La nouvelle Love, par exemple,  nous plonge dans le récit d’un amour impossible qu’une professeure d’université ressent pour son étudiant – un jeune homme beau mais inabordable. Inabordable  seulement parce que les gens autour de lui le considèrent comme tel. L’histoire évolue dans un laboratoire de microbiologie où travaille la professeure. Par désespoir, cette dernière  décide d’empoisonner le jeune homme. A la fin, par un étrange revers du destin, elle apprend que le jeune homme était, lui aussi, amoureux d’elle…

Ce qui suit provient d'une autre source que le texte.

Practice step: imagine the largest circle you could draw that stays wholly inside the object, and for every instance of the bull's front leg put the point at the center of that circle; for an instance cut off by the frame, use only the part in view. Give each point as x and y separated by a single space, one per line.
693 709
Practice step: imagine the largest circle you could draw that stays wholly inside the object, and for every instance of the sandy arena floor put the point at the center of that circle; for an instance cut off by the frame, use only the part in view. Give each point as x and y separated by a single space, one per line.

Une autre histoire, « le collectionneur d’objets précieux » raconte l’histoire d’un homme pauvre qui ramasse des déchets dans les rues et  dont il est le seul à apprécier la valeur, selon lui, son regard n’étant pas encombré par des préjugés de classe.  Il découvre un petit paquet  de lettres d’amour jetées  au rebus qui deviennent un grand trésor à ses yeux.

Les nouvelles de Kalin Terziyski ont pour ambition de promouvoir  une nouvelle tradition dans la prose Bulgare : une tradition d’urbanisme humaniste et poétique.

Extrait:

Translated by Maria Boyadjieva


While I’m walking along Ivan Assen Street, together with my daughter, I’m taking a survey of the buildings. The buildings of Sofia are ugly because they are too old and their old age doesn’t dignify them but only ruins their coats. 
That’s why I’m walking, watching everything as if it’s nothing. It’s difficult to achieve, but everyone does it unconsciously every day. 
‘Maybe you want some pizza?’ 
‘M-mm, yes…,’ my daughter answers drawlingly. 
I become irritated when she looks aside, dreaming in some girlish trance of hers. She’s roving. And I’m the same. She’s watching everything as if it’s nothing, as well. 
‘But you’re going to eat it, aren’t you?’ I ask her while I’m pulling her hand. 
‘М-mm, yes…,’ then she’s watching through the invisible space again, still dreaming. 
I know perfectly well this dreaminess – when you don’t think, feel, see or hear. You are just alive; something like an easily reached, children’s Nirvana. 
We are walking towards a pavilion where pizzas are sold, I'm being careful so a car doesn’t hit us; my daughter has dropped her hand in mine and she’s slightly walking into my legs, because she just doesn’t watch where she’s going. 
And I, while I'm being careful a car doesn’t hit us, I’m thinking about childhood. I wonder whether I felt good when I was a child, whether I felt something at all, whether I was constantly experiencing this mixture of guilt and the irritation of constantly pressing duties? Of course not. Ever since I grew up I felt such things. But as a child I probably felt some childish, silly things. 
My daughter startles and pulls my hand, because a big dog passes by her. Now I’m dreaming. 
‘Where are you looking …? As if you were a baby! You’re supposed to be an adult.’ she’s pulling my hand. 
Yes, I’m an adult. That’s so sad! But it seems to me that I was sadder as a child. I pretty clearly understood that I was dependent on everything and everybody; and that all true pleasures were hidden from me – in the wardrobe, under lock and key – from a strict mamma. 
I think I grew up in order to get rid of my childhood. 
‘Daddish (who knows from where she invented this Hungarian name and titled me)…we’re here. What do you think?’